NOTE: $$IncludeFile[ ] templates can also contain their own Content-Type meta tags.

To solve this problem, NetWare Web Search allows placing the Content-Type META tag specifying the template's encoding within an HTML comment. This effectively obscures the original template encoding from the browser, but still allows Web Search to read the encoding when the template file is processed.

A sample Web Search template is illustrated below. The Content-Type META tag has been hidden inside of an HTML comment. This template can be embedded within other templates using the $$IncludeFile[ ] template variable without affecting Web Search's ability to distinguish between the various encodings. This file can also be processed and then sent to a user's Web browser without conflicting with the response encoding provided by Web Search in the HTTP response headers.

<html> <head></head> <body>

Template data here.</body> </html>

Encoding Issues When Printing

When NetWare Web Search processes a print request, it gathers the entire contents of each file and builds an appended print job page, one file after another. Each file can contain its own Content-Type META tag identifying its encoding. Each file's encoding will be used by Web Search to convert that file into Unicode before being sent out using the response encoding.

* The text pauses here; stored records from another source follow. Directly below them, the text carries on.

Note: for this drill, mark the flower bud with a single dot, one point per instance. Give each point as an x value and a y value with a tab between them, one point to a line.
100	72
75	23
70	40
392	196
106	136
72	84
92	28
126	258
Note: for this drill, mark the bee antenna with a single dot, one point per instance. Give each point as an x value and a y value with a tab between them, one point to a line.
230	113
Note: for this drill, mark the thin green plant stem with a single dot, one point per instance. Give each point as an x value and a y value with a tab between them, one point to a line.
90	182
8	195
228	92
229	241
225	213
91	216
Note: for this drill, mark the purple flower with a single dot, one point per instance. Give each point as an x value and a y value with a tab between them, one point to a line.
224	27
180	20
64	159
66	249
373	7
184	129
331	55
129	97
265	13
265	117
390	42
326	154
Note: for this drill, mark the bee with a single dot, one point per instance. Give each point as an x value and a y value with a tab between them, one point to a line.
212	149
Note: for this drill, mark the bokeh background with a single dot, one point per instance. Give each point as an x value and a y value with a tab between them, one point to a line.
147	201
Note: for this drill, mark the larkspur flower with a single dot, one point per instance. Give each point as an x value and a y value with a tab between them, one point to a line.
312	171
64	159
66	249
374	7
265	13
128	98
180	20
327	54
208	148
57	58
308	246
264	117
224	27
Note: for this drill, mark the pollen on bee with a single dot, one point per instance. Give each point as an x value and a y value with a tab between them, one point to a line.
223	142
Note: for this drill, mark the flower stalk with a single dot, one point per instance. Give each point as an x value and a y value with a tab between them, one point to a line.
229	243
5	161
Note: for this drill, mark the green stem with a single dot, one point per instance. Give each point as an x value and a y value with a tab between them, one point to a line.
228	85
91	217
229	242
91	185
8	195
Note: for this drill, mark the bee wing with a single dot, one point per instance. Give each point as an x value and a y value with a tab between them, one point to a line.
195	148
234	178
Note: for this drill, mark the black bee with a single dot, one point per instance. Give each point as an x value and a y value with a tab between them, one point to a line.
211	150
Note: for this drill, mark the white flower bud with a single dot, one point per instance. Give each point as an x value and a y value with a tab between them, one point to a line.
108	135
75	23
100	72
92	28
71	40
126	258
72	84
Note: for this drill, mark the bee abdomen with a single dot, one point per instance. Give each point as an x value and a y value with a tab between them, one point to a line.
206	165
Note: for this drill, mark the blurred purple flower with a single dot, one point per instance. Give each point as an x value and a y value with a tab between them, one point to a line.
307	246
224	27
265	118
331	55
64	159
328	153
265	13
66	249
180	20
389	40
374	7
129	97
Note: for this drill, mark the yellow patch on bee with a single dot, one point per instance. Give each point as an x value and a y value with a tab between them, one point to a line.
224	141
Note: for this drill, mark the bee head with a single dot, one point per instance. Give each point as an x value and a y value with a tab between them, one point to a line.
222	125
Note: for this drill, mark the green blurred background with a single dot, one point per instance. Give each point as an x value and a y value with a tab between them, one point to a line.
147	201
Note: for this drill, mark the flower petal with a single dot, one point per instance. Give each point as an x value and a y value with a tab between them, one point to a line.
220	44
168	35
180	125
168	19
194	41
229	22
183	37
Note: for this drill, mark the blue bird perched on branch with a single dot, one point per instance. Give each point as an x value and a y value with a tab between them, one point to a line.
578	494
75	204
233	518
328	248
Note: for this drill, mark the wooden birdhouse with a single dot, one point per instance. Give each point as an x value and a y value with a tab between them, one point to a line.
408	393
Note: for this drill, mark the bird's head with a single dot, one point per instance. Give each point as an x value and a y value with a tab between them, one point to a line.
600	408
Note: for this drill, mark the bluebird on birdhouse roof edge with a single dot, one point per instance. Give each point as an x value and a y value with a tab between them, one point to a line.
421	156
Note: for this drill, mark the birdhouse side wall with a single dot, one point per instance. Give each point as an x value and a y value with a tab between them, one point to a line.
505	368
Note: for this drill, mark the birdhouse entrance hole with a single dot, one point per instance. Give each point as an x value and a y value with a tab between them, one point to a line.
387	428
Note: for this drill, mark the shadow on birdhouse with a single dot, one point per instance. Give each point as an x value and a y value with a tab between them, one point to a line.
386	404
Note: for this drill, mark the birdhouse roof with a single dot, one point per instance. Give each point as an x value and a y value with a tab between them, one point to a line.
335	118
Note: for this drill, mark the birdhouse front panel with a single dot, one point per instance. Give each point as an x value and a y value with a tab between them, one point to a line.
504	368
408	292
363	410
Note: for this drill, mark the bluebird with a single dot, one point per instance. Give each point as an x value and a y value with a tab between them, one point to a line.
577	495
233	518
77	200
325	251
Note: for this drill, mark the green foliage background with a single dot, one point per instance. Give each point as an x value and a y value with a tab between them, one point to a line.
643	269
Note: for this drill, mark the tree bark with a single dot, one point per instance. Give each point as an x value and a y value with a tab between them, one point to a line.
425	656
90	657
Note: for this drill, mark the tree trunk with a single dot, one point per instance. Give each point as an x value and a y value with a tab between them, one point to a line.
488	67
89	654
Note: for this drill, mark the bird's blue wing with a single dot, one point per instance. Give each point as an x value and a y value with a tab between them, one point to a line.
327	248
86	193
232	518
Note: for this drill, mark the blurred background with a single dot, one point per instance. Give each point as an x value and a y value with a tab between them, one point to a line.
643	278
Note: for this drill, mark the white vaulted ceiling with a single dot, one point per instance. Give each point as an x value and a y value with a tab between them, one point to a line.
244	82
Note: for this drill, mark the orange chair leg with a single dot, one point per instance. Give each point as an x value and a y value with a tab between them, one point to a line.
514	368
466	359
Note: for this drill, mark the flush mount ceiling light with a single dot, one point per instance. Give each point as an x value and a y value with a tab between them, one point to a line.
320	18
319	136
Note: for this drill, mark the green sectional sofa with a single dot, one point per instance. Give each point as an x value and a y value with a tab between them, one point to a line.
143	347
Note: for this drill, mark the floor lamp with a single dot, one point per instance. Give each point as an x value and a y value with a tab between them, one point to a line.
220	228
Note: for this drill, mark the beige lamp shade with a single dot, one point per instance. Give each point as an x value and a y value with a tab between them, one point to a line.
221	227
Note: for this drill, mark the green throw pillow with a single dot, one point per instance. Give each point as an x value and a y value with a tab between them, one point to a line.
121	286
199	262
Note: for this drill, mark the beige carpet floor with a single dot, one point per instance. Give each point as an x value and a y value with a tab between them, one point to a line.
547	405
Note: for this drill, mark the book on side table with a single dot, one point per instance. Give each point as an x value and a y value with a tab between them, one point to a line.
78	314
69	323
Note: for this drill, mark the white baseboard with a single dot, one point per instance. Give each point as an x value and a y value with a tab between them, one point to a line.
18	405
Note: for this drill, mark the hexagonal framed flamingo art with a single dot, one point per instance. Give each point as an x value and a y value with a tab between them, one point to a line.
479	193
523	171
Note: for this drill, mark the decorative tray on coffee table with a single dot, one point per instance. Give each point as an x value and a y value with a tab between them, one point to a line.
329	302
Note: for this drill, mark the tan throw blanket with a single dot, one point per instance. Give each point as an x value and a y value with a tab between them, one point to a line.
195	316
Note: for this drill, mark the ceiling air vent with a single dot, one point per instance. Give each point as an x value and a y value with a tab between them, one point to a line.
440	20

Unfortunately, all of these encoding META tags might confuse the browser's display system. While Web Search has already properly converted the files into a single response encoding, the browser sees the Content-Type META tags which direct it to do something else, and gets confused.

The way to solve this problem is to create a print results template that contains a Content-Type META tag encoding at both the top and bottom of the file, before and after the various documents get printed. All current browsers take either the first Content-Type META tag that they encounter or the last. Constructing a print template with both satisfies all browsers.